Universal Music re-released the album in its entirety on CD in 2006, initial copies including the limited edition live EP.
Cover Artwork by Simon Halfon

==Track listing==

- Limited edition bonus EP (all tracks previously unreleased and recorded live at Wembley Arena, 2 & 3 December 1982)
1. "Move On Up"
2. "Get Yourself Together"
3. "The Great Depression"
4. "But I'm Different Now"

Disc 1
| No. | Title | Length |
|---|---|---|
| 1. | "In the City" (single (April 1977) and In the City (May 1977)) |  |
| 2. | "Away from the Numbers" (In the City (May 1977)) |  |
| 3. | "All Around the World" (non-album single (July 1977)) |  |
| 4. | "The Modern World" (single (October 1977) and This Is the Modern World (November 1977)) |  |
| 5. | "News of the World" (non-album single (March 1978)) |  |
| 6. | "Billy Hunt" (All Mod Cons (November 1978)) |  |
| 7. | "English Rose" (All Mod Cons (November 1978)) |  |
| 8. | "Mr.

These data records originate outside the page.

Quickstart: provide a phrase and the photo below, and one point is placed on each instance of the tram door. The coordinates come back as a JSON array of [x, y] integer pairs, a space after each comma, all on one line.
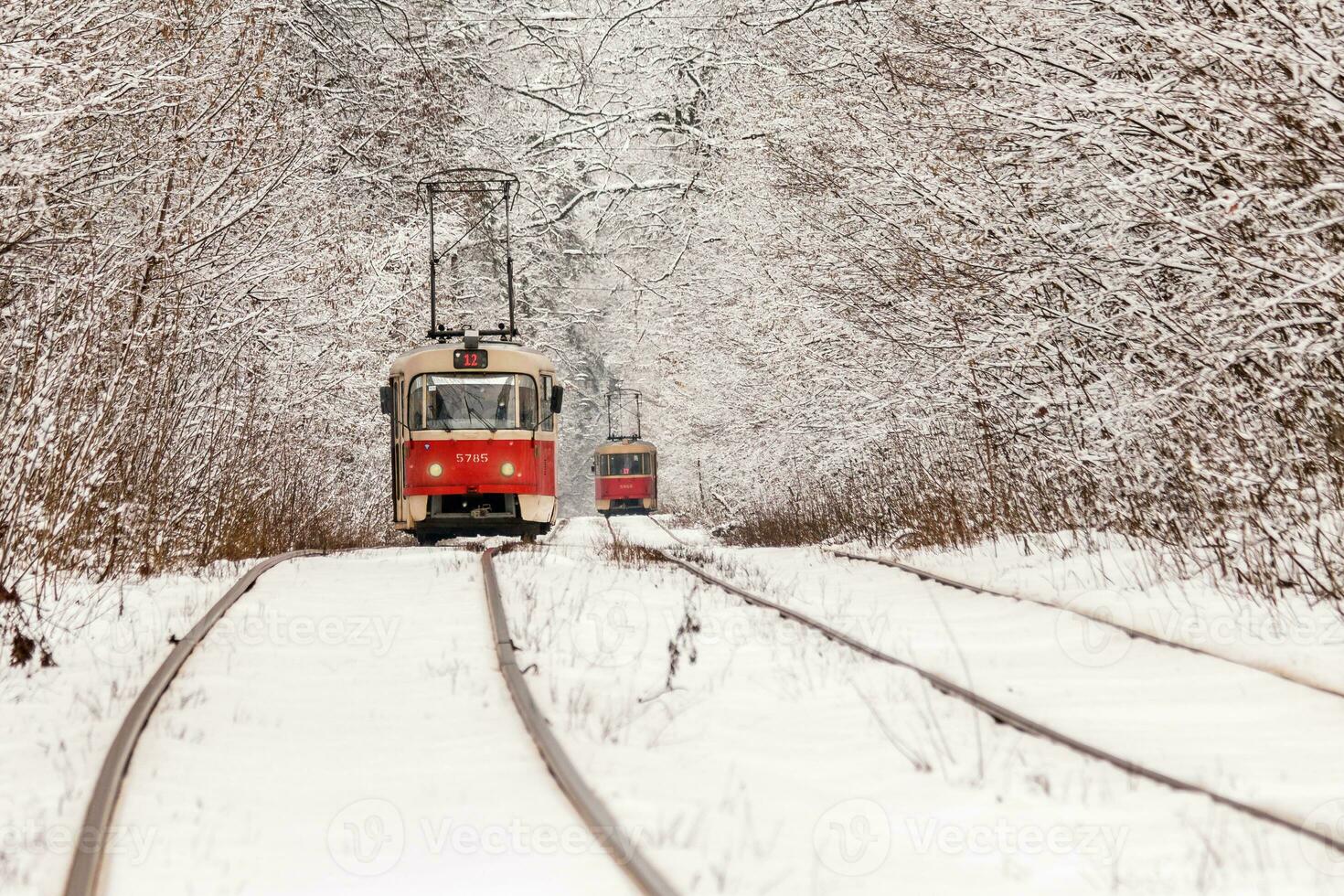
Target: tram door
[[395, 407]]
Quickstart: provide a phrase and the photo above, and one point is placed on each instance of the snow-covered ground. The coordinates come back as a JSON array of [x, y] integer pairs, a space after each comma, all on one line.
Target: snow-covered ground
[[57, 723], [1112, 581], [346, 729], [366, 741], [780, 762]]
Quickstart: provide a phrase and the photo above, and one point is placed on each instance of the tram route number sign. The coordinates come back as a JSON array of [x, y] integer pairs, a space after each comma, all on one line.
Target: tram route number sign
[[471, 359]]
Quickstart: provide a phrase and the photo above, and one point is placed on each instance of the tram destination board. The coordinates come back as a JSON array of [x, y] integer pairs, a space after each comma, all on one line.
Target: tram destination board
[[471, 359]]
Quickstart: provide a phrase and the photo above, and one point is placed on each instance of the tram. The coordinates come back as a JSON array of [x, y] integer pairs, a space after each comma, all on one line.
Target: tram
[[625, 468], [475, 417]]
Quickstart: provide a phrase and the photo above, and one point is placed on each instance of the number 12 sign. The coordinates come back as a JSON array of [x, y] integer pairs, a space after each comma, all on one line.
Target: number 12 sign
[[471, 359]]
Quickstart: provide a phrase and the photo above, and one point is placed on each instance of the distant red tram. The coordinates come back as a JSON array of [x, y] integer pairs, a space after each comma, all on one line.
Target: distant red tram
[[625, 468], [475, 414], [626, 477]]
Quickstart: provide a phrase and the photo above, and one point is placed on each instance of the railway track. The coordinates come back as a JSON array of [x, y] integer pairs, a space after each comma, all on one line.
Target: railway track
[[994, 709], [88, 863], [1100, 620]]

Clean" (All Mod Cons (November 1978)) |  |
| 9. | "David Watts" (double A-side single with "'A' Bomb in Wardour Street" (August 1978) and All Mod Cons (November 1978)) |  |
| 10. | "'A' Bomb in Wardour Street" (double A-side single with "David Watts" (August 1978) and All Mod Cons (November 1978)) |  |
| 11. | "Down in the Tube Station at Midnight" (single (October 1978) and All Mod Cons (November 1978)) |  |
| 12. | "Strange Town" (non-album single (March 1979)) |  |
| 13. | "The Butterfly Collector" (non-album B-side of "Strange Town" (March 1979)) |  |
| 14. | "When You're Young" (non-album single (August 1979)) |  |
| 15. | "Smithers-Jones" (B-side of "When You're Young" (August 1979) and Setting Sons (November 1979)) |  |
| 16. | "Thick as Thieves" (Setting Sons (November 1979)) |  |

Disc 2
| No. | Title | Length |
|---|---|---|
| 1. | "The Eton Rifles" (single (October 1979) and Setting Sons (November 1979)) |  |
| 2. | "Going Underground" (non-album double A-side single with "Dreams of Children" (March 1980)) |  |
| 3. | "Dreams of Children" (non-album double A-side single with "Going Underground" (March 1980)) |  |
| 4. | "That's Entertainment" (previously unreleased demo version (recorded 1980)) |  |
| 5. | "Start!" (single (August 1980) and Sound Affects (November 1980)) |  |
| 6. | "Man in the Corner Shop" (Sound Affects (November 1980)) |  |
| 7. | "Funeral Pyre" (non-album single (May 1981)) |  |
| 8. | "Absolute Beginners" (non-album single (October 1981)) |  |
| 9. | "Tales from the Riverbank" (non-album B-side of "Absolute Beginners" (October 1981)) |  |
| 10. | "Town Called Malice" (double A-side single with "Precious" (January 1982) and The Gift (March 1982)) |  |
| 11. | "Precious" (double A-side single with "Town Called Malice" (January 1982) and The Gift (March 1982)) |  |
| 12. | "The Bitterest Pill (I Ever Had to Swallow)" (non-album single (September 1982)) |  |
| 13. | "Beat Surrender" (non-album single (November 1982)) |  |

==Charts==
Snap! spent 30 weeks on the UK album charts, which debuted and peaked at No. 2 for two weeks. The shorter version, Compact Snap!, also charted in the UK, peaking at No. 39 in July 2005.

| Chart (1983) | Peak position |
|---|---|
| Australian (Kent Music Report) | 70 |
| UK Albums (OCC) | 2 |

==Certifications==

| Region | Certification | Certified units/sales |
| United Kingdom (BPI) | Platinum | 300,000^{^} |
^{^} Shipments figures based on certification alone.